From this formula, we can see that the voltage is the product of current and resistance. The voltage drop across a resistance, or circuit, will vary directly with either the current or resistance. For example, if a current through a resistor is doubled, the voltage drop (IR drop) will double. Or if the current can be maintained at a given value but the resistance is doubled, the voltage drop will double. The following example shows how to calculate voltage, or IR, drop.

**Ohm’s Law Example 3**

Determine the value of the supply voltage in the circuit of figure 5 from the information given.

Fig.6: Calculating E when R and I are known

**Solution**

$E=IR=2*50=100V$

Hence, from example, we see that it requires 100 V supply to force 2A current through a 50 Ω resistor. We can say that the IR drop across the resistor is 100V, the same as the supply. No IR drop occurs across the ammeter since its resistance is assumed to be zero for all practical purposes.

** Ohm’s Law Graphical Representation**

Previously, we learned that the current in a circuit is directly proportional to the applied voltage and inversely proportional to the resistance. If the voltage is doubled, the current will increase two times assuming the resistance remains constant. This linear relationship is shown by the top diagonal straight line in figure 7, which is a graph of the equation I=V/R for a resistance of 20 Ω. Note that the voltage is plotted on the horizontal axis and the current on the vertical axis.

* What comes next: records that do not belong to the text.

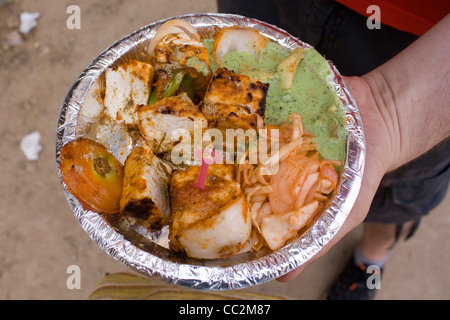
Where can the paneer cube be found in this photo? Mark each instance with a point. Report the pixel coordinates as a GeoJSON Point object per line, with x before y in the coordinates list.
{"type": "Point", "coordinates": [234, 101]}
{"type": "Point", "coordinates": [127, 86]}
{"type": "Point", "coordinates": [145, 190]}
{"type": "Point", "coordinates": [210, 223]}
{"type": "Point", "coordinates": [159, 121]}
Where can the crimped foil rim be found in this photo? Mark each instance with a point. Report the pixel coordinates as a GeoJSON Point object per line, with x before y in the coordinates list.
{"type": "Point", "coordinates": [233, 273]}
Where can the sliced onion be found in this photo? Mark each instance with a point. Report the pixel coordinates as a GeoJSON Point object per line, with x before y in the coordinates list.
{"type": "Point", "coordinates": [174, 27]}
{"type": "Point", "coordinates": [236, 38]}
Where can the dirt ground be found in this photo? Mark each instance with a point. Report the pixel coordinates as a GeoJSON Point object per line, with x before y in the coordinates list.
{"type": "Point", "coordinates": [39, 236]}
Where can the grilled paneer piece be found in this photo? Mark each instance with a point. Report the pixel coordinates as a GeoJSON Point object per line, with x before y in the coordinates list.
{"type": "Point", "coordinates": [210, 223]}
{"type": "Point", "coordinates": [181, 66]}
{"type": "Point", "coordinates": [145, 191]}
{"type": "Point", "coordinates": [158, 122]}
{"type": "Point", "coordinates": [127, 85]}
{"type": "Point", "coordinates": [234, 101]}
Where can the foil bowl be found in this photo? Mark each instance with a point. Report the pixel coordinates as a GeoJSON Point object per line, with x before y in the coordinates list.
{"type": "Point", "coordinates": [147, 253]}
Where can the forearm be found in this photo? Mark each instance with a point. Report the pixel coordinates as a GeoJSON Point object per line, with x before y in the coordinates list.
{"type": "Point", "coordinates": [412, 94]}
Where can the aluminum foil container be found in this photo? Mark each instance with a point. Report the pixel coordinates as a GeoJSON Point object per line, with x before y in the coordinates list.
{"type": "Point", "coordinates": [148, 253]}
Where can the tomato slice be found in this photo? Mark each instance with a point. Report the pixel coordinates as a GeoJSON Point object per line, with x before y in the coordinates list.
{"type": "Point", "coordinates": [92, 174]}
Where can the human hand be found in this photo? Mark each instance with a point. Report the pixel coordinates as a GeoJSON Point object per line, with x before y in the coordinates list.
{"type": "Point", "coordinates": [404, 110]}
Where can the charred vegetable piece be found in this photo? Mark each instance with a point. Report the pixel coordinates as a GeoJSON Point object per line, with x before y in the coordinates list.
{"type": "Point", "coordinates": [92, 174]}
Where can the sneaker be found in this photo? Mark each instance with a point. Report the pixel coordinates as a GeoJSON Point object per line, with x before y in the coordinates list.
{"type": "Point", "coordinates": [352, 284]}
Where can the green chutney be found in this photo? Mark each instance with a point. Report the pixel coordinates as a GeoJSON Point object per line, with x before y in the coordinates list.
{"type": "Point", "coordinates": [310, 95]}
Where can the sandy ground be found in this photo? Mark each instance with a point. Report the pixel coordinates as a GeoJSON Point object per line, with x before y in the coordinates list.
{"type": "Point", "coordinates": [39, 236]}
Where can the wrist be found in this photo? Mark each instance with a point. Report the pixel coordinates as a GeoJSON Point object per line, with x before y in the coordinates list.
{"type": "Point", "coordinates": [380, 138]}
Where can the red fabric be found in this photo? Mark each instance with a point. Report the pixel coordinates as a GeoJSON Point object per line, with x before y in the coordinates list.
{"type": "Point", "coordinates": [413, 16]}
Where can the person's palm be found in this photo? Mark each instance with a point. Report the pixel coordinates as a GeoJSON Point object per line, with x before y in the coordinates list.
{"type": "Point", "coordinates": [378, 159]}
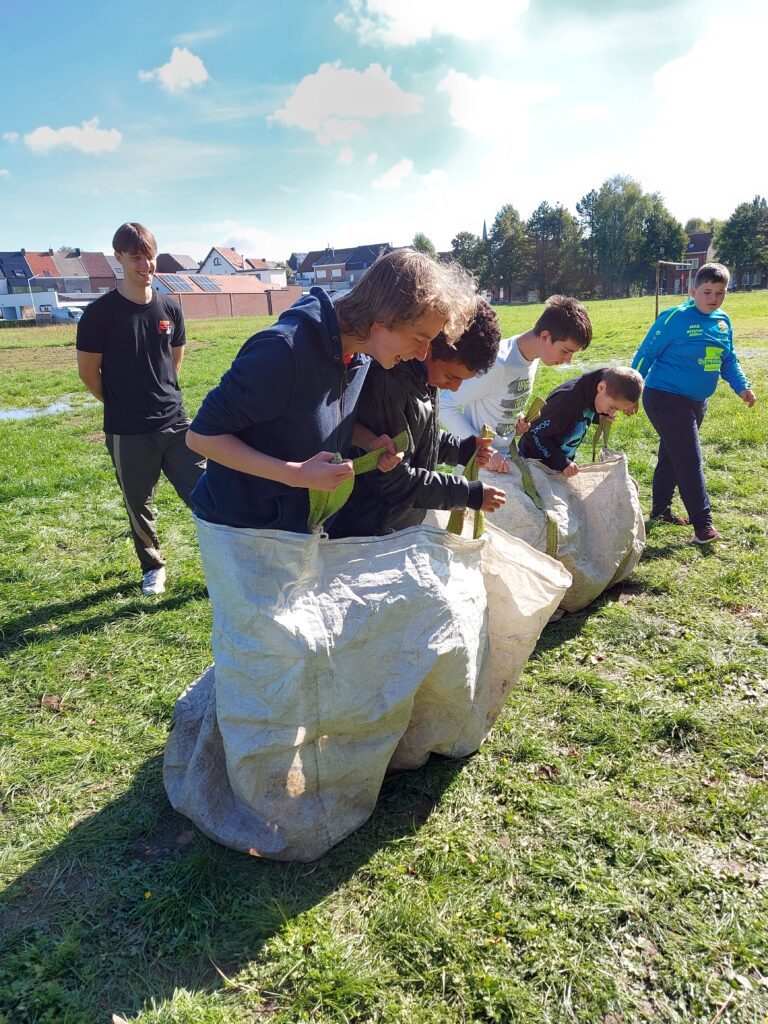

Fig.7: Linear Relationship between Current and Voltage in a Constant-Resistance Circuit

If we had assumed load resistance of 40 rather than 20 Ω, the diagonal line marked R=40Ω would be the result. If a resistance less than 20 Ω has been used, the resulting line would have been steeper than the one for the 20 Ω load. The curves in figure 7 show the direct proportionality between voltage and current for different values of load resistances.

**Ohm’s Law Memory AID**

Ohm’s law can be easily remembered by using the simple memory aid shown in figure 8. By covering any one of the letters, you obtain the arrangement of the other two on the right-hand side of the formula for determining the value of the covered letter.

- By placing a finger over the I gives E/R, indicating that I=E/R.
- By covering the letter E leaves IR, indicating that E is the product of IR.
- Similarly, if R is covered, E/I remains, signifying that R equals E divided by I.

Fig.8: Memory Aid for Learning Ohm’s Law

**Ohm’s Law Applications**

- Ohm’s law is useful, in linear circuits, to calculate voltage, current and resistance If we know two of them
- Power calculations become easier.

**Test your understanding; answer these checkup questions.**

- What is the basic formula for ohm’s law? What are the two derivations of this formula?
- What current flows in a circuit with 100 V and 1000 Ω resistance?
- What voltage is required to produce 2A of current through 60 Ω?
- What resistance will limit current flow to 4A in a circuit having a 200V supply?
- The resistance of a circuit remains the same, but the current through the resistor suddenly triples. What has happened to the circuit voltage?
- If the voltage applied to a circuit is doubled but the resistance remains unchanged, what will the current value do?
- If R triples and E doubles, what will be the new current value?

**Answers to Check up Quiz**

- I=E/R B. R=E/I C. E=IR
- 0.1 A
- 120V
- 50Ω
- It has tripled
- Double
- Two-thirds the original

Thanks for an informative article. I note that the answer to your second checkup question is incorrect. It should be 0.1 A (i.e. 100 V / 1000 Ohms).

I believe the answer to number to number 2 should be .1 Amps

Thank you for pointing out..I updated an answer.

Good text, although elementary.

Ohm´s law is generalized as follows:

j = δ ^E

where

j = current density

δ = conductivity

E = Electric field

Please note that, as indicated by the sign ^, it is actually a vectorial product.

From this general equations you are able to evaluate the regular E=IR .

But with E=IR you are not allowed to solve some complicated phenomenon, sucha s, for instance, industrial heating and lightning discharges.

I agreed with your approach.It does make sense. Thank you for the note.